Review by Jamie McNeil
Ridley Scott’s film Blade Runner (inspired by Phillip K. Dick’s Do Androids Dream of Electric Sheep?) arrived to little fanfare in 1982, but over time grew a cult following. Sci-Fi writers and film makers cite it is an inspiration with Empire Magazine regularly listing it among the 500 favourite films as polled by readers. Its sequel Blade Runner 2049 was years in the making and brought a renewed interest in the world it is set in. As a result Titan Comics and Alcon Publishing have teamed up to create a series set in the Blade Runner universe featuring new characters and new stories. Recruited to the project is Blade Runner 2049’s screenwriter Michael Green working with his regular comics writing partner Mike Johnson and artist Andres Guinaldo on Blade Runner 2019: Los Angeles. If that’s not enough it also features cover art for individual issues by Blade Runner’s original concept artist Syd Mead.
LAPD detective Aahna “Ash” Ashina is the department’s best Blade Runner. She has an uncanny knack for tracking down Synths (synthetic humans) though also has ulterior motives. When tycoon Alexander Selwyn’s wife Isobel and daughter Cleo disappear, Ash is directed by the powers that be to find Selwyn’s family. So much of it sets Ash’s alarm bells off from the start. For one Selwyn is a close personal friend of Eldin Tyrell, head of the Tyrell Corporation who created the Synths she tracks down in the first place. The more Ash digs the more everything looks and feels like a cover up. It raises new questions that should be left unanswered. Answering them in a society where anything and anyone who questions the status quo is expendable will upend everything.

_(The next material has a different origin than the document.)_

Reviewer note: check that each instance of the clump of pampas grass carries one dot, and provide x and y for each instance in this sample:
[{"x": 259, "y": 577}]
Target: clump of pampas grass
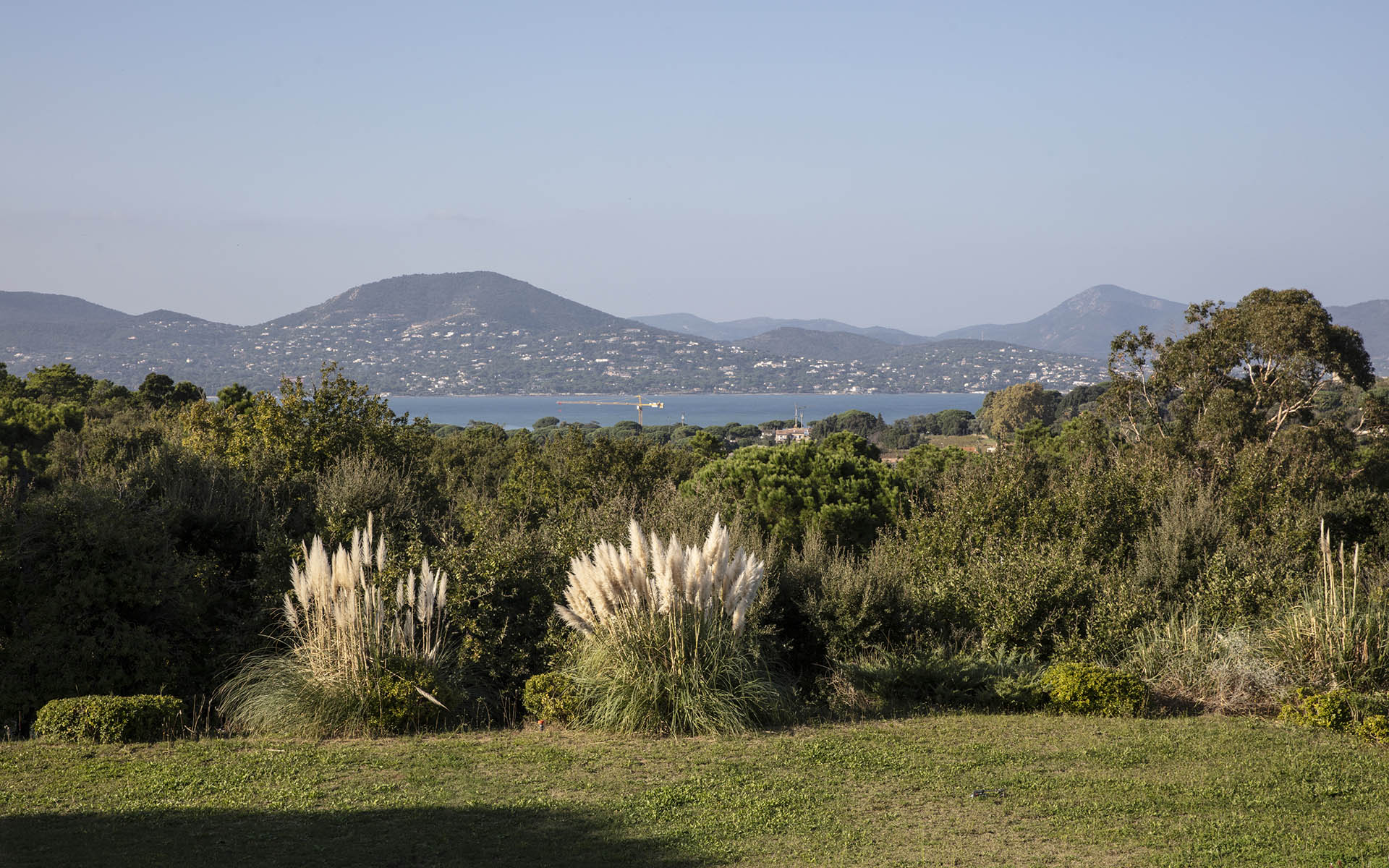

Writers Green and Johnson set Los Angeles in the same period as the original film, a dystopian setting where Synths are outlawed, the poor scrabble in smog-choked slums and the rich live in secluded opulent estates. The plot is straightforward yet well paced, using tropes familiar to the original’s fans though still producing some nice surprises by reversing those tropes unexpectedly. The mood is tense, maintained by colourist Marco Lesco whose gritty washes facilitate the grimy impoverished underbelly of Los Angeles. The writers keep you invested because so much of Ash’s interaction with her environment is relatable, she herself sympathetically flawed. Technologically we’re closer to having hover-boards (YES!) than Spinners (flying cars) yet the social factors of corrupt politics, biased news conglomerates, societal deprivation and xenophobia are all unfortunate marks of humanity.
Artist Guinaldo keeps the cast’s features minimal, focusing on the details of their clothing as the move or the how their eyes respond to various situations. The aerial highways and bustling cities are superb, his technology captivating and there are some intense conflict situations with solid action sequences. Ash herself doesn’t engage the reader well, but is she intended to be aloof? More engaging are the crowds filling single frames and full page spreads, though there is an evident improvement over the pages.
It is very difficult to find anything technically wrong with Blade Runner 2019 in either the art or the writing. How strongly you feel about the film series is more likely to determine how much you enjoy the graphic novel or if indeed you will even pick it up. It looks good and reads well with a cliff-hanger ending promising a sequel that will go beyond Los Angeles and perhaps take more inspiration from Phillip K. Dick’s other works. The series continues with Off-World.